The biochar-mediated decrease in fungal abundance decreased aggregate stability, as fungal hyphae are involved in the aggregate formation by acting as binding agents (Gupta and Germida 2015). The decrease in fungal abundance was due to competition by bacteria, reduced root-fungal interactions, diminished fungal use of rhizodeposit-C (by 68.3%), and the aggregation processes, with the latter reducing the physicochemical protection of rhizodeposit-13C. Noticeably, a positive Pearson’s correlation (r2 = 0.721, p < 0.01) was found between fungal relative abundance and 13C allocation belowground.

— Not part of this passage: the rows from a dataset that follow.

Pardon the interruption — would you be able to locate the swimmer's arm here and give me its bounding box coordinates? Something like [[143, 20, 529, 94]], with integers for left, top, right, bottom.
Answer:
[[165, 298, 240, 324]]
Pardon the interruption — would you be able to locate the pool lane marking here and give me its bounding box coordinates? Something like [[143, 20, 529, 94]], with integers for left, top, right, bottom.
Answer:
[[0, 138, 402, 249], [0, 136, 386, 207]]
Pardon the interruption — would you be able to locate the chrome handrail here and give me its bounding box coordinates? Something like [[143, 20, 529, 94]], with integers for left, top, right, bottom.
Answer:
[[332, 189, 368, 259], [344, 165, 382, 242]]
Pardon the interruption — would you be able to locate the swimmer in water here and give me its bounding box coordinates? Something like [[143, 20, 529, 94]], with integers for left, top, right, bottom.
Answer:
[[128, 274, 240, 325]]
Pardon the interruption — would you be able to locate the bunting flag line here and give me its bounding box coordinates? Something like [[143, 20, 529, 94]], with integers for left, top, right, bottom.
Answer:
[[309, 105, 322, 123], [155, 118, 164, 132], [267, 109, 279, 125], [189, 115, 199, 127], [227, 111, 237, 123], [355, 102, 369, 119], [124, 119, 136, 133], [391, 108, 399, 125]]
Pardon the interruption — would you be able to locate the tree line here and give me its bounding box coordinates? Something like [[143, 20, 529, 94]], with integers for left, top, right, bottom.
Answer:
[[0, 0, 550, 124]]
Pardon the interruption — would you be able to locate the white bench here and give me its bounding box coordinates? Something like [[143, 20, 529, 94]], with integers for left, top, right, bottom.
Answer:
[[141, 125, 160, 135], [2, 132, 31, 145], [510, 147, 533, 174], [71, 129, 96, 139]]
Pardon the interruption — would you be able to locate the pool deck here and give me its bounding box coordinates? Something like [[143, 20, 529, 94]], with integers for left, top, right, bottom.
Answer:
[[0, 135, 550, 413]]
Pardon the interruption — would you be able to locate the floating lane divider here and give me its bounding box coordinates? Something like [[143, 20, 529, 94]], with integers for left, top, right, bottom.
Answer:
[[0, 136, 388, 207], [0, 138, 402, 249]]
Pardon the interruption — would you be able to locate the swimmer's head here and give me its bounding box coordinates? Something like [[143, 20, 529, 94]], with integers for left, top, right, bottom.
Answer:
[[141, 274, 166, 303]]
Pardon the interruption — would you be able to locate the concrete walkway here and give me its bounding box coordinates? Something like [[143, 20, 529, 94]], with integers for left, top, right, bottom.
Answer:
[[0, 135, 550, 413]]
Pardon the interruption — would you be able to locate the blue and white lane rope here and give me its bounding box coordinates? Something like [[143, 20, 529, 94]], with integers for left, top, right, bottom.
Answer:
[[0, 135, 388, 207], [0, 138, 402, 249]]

In addition, biochar significantly decreased 13C incorporation into soil microorganisms except in actinomycetes (Fig. 3b). The increased relative abundance of actinomycetes by biochar has been already reported, and attributed to the better habitat, the decreased acid stress and the increased C and nutrients (Khodadad et al. 2011; Luo et al. 2013). The enrichment of actinomycetes by biochar likely increased rhizodeposits mineralization (Peduruhewa et al. 2020), as supported by the negative correlation of actinomycetes relative abundance and 13C allocation in aggregates, especially within macroaggregates (Table 1). Overall, biochar amendment decreased soil aggregate formation and stability by decreasing fungal abundance, but enhanced relative abundance of bacteria and their utilization of rhizodeposit-13C, with the consequent decrease of 13C in soil aggregates.

Conclusions

This study investigated influence of high temperature pyrolyzed (700 °C) biochar on the allocation of photosynthetic-C within microbial groups inhabiting ryegrass-soil. Biochar amendment decreased 13C stabilization by 84–94% in soil aggregate size classes likely due to (i) biochar-mediated decrease in aggregate formation and stability due to declined fungal abundance with the consequent less root-hyphae-aggregate interactions; (ii) biochar increased pH with enhanced positive effects on relative abundance and activity of bacteria, especially actinobacteria. This study improved the knowledge on C sequestration by biochar by better understanding interactions among root, bacteria, fungi, and aggregates. In particular, biochar caused less stabilization of rhizodeposits in soil via diminished fungi-promoted aggregation and enhanced bacterial abundance.